Monday, June 27, 2011

Preto e Branco (com tons de cinza)


Estilo e substância

Já se disse sobre o trabalho de Sally Mann que o que a interessa na fotografia é a estética. Isso seria simplificar um pouco a obra dessa fotógrafa, mas não estaria longe do ethos das fotos dela.

A primrose by a river's brim. A yellow primrose was to him, And it was nothing more.”

Pode ser dito do poema de William Wordsworth da ironia sobre as metáforas construídas em poemas rebuscados. O normal da rosa amarela, esse acontecimento mundano de vê-la como ela é, como se o ato de ver essa imagem não fosse especial. Desse poema, eu aplicaria às fotografias de Sally Mann, mas acrescentaria a opinião de Fernando Pessoa sobre ele.

Fernado Pessoa (ou Alberto Caeiro), sobre esse poema disse: "O que esse seu poeta inglês queria dizer era que para o tal homem essa flor amarela era uma experiência vulgar, ou uma coisa conhecida. Ora isso é que não está bem. Toda a coisa que vemos, devemos vê-la sempre pela primeira vez, porque realmente é a primeira vez que a vemos. E então cada cor amarela é uma nova flor amarela, ainda que seja o que se chama a mesma de ontem. A gente não é já o mesmo nem a flor a mesma. O próprio amarelo não pode ser já o mesmo. É pena a gente não ter exactamente os olhos para saber isso, porque então éramos todos felizes".
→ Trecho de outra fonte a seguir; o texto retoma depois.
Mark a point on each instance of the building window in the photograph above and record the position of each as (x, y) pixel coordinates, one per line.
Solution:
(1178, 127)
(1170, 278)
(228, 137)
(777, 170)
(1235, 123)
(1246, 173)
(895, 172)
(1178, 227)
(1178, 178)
O que se enfoca numa fotografia de Sally Mann é o próprio ato de ver, o olhar da fotógrafa. Nesse quesito, o estilo vence a substância. A experiência que se traz ao expectador é o do belo, da perfeição da técnica, do expetáculo.






Em suas exibições, que tive o prazer de ver na Fotographer's Gallery, as fotos são magnânimas: se não pelo tema, mas sim pelo tamanho. Não notei nenhuma preocupação com uma linguágem clara nas sequências, como se o tema em si não fosse importante. Porque, sinceramente, não era. Quer seja os retratos das árvores ou dos rostos, o que atrái nessas fotos é o sublime, a beleza.


Os retratos que a fotógrofa tirou de sua família são extraordinários. Feitos com câmeras de grande formato, filmes altamente granulados e composição impecável. Mas como um corpo de trabalho, acho que simulam bastante àquelas fotos que familias tiram em viajem. Se ao invés da câmera descartável alguem trouxesse uma 30x30.



Mann vinha tentando temas mais "profundos". Existe uma certa insegurança nessas fotos, como se certas críticas estivessem afetando a confiança dela.

 Em seu último trabalho, há uma pequena mudança de paradigma. As fotos parecem focar menos a beleza, a estética e a composição. O olhar é outro.




Sally tira fotos de seu marido, na qual está casada há quarenta anos. Ele, porém, acabara de ser diagnosticado com distrofia muscular. Nessas fotos, há uma mistura de melancolia, amor e decadência. É quase uma análise médica do corpo, mas muito mais. Passa uma intimidade e afeto que é difícil não se comover. As fotos, tiradas em Wet Collodian, estão em decomposisão, e dialogam tão bem com a imagem. A substância se une ao estilo em um casamento perfeito.